Sarp oturduğu yerde ceketini çıkardı ve ikiye katlayarak koltuğun yanına koydu. "Hiç çıkartma tekrar giyeceksin o ceketi." Dedi Aren kendini bozmadan. "Beni çok uğraştırıyorsun Arenciğim." İnadına ceketini giymedi ve telefonunu eline alıp umursamazlığını takındı. "O hasta mı?" Ses Deniz'den gelince direkt bakışlarım ona döndü. Sıkıldığı o kadar belliydi ki suratı çok komik duruyordu. Kendimi gülmemek için zor tutuyordum.

"Sizi beklerken daha fazla dayanamadı ve uyuyakaldı." Dedi Buğra. Dinlemek, konuşmaktan daha iyiydi, bu akılla konuşmak istesem bile cümlelerimin bir dediği diğerini tutmazdı.

"Gidiyoruz." O hâlâ atlatamadığım ses tonu geldi birden ve bu sefer de gözlerimi ona bakarken buldum. Uğraştığı telefonunu cebine atarak masanın üzerinden araba anahtarı sandığım nesnenin halkasını parmağına taktı ve odadan çıktı. Neydi bu şimdi?

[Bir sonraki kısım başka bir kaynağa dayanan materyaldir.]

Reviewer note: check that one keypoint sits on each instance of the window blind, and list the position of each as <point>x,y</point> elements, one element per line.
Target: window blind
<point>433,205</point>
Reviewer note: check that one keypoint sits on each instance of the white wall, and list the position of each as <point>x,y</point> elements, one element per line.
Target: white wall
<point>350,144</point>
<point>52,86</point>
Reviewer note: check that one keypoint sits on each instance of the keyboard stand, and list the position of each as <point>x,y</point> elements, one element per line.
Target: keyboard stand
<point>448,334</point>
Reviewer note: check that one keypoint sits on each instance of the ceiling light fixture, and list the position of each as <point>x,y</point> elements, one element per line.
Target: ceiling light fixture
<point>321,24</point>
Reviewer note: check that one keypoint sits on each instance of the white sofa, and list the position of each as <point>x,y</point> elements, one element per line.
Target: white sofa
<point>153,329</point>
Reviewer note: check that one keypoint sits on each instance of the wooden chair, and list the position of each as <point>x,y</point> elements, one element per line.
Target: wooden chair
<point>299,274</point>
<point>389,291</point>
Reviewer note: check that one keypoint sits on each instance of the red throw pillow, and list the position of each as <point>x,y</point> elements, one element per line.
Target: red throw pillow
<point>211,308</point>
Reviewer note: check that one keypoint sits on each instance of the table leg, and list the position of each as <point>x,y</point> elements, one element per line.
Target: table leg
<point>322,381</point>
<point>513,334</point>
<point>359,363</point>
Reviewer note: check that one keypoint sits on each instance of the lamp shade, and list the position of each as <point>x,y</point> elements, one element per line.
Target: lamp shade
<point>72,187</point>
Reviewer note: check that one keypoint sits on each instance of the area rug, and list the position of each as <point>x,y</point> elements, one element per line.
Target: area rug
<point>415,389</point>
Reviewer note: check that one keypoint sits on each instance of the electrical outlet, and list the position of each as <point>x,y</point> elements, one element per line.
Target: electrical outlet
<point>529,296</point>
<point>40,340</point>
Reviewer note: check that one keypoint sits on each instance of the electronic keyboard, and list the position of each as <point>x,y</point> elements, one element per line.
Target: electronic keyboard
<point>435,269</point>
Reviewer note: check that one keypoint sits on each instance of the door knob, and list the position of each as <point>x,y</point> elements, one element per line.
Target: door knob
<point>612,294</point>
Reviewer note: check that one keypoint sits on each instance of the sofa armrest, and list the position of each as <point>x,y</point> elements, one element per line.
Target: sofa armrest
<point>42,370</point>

Aren'de hareketlenerek oturduğu yerden kalktı ve koltuğa bıraktığı kulaklıklarını ceketinin iç cebine koyarak Sarp'a dünyaya gelmesi için elini yüzünün önünde salladı. Kendimi daha fazla tutamadım ve "Ben de geliyorum." Diyerek kapının önüne geçtim ve kollarımı göğsümde birleştirerek sırtımı kapıya yasladım. Aren, kapı kolunu tuttuğu gibi açtı bir taraftan da beni kendine yaklaştırmış oldu ve soğuk bir tonla "Yerinde otur ve bekle." Diyerek açtığı kapının aralığından çıktı.

Sarp kalmıştı bir tek odada ve ona bakarak "O hep bu kadar emrivaki olmak zorunda mı?" dedim ve baş parmağımla Aren'i işaret ettim. "Bu onun normal hali, yapacak bir şey yok." Ellerini iki yanda açarak omuzlarını kaldırıp indirdi ve dudağını büzdü. "Eğer o böyle olacaksa ben de onu hiç dinlemeyeceğim." Sarp'ı beklemeden dışarı çıktım.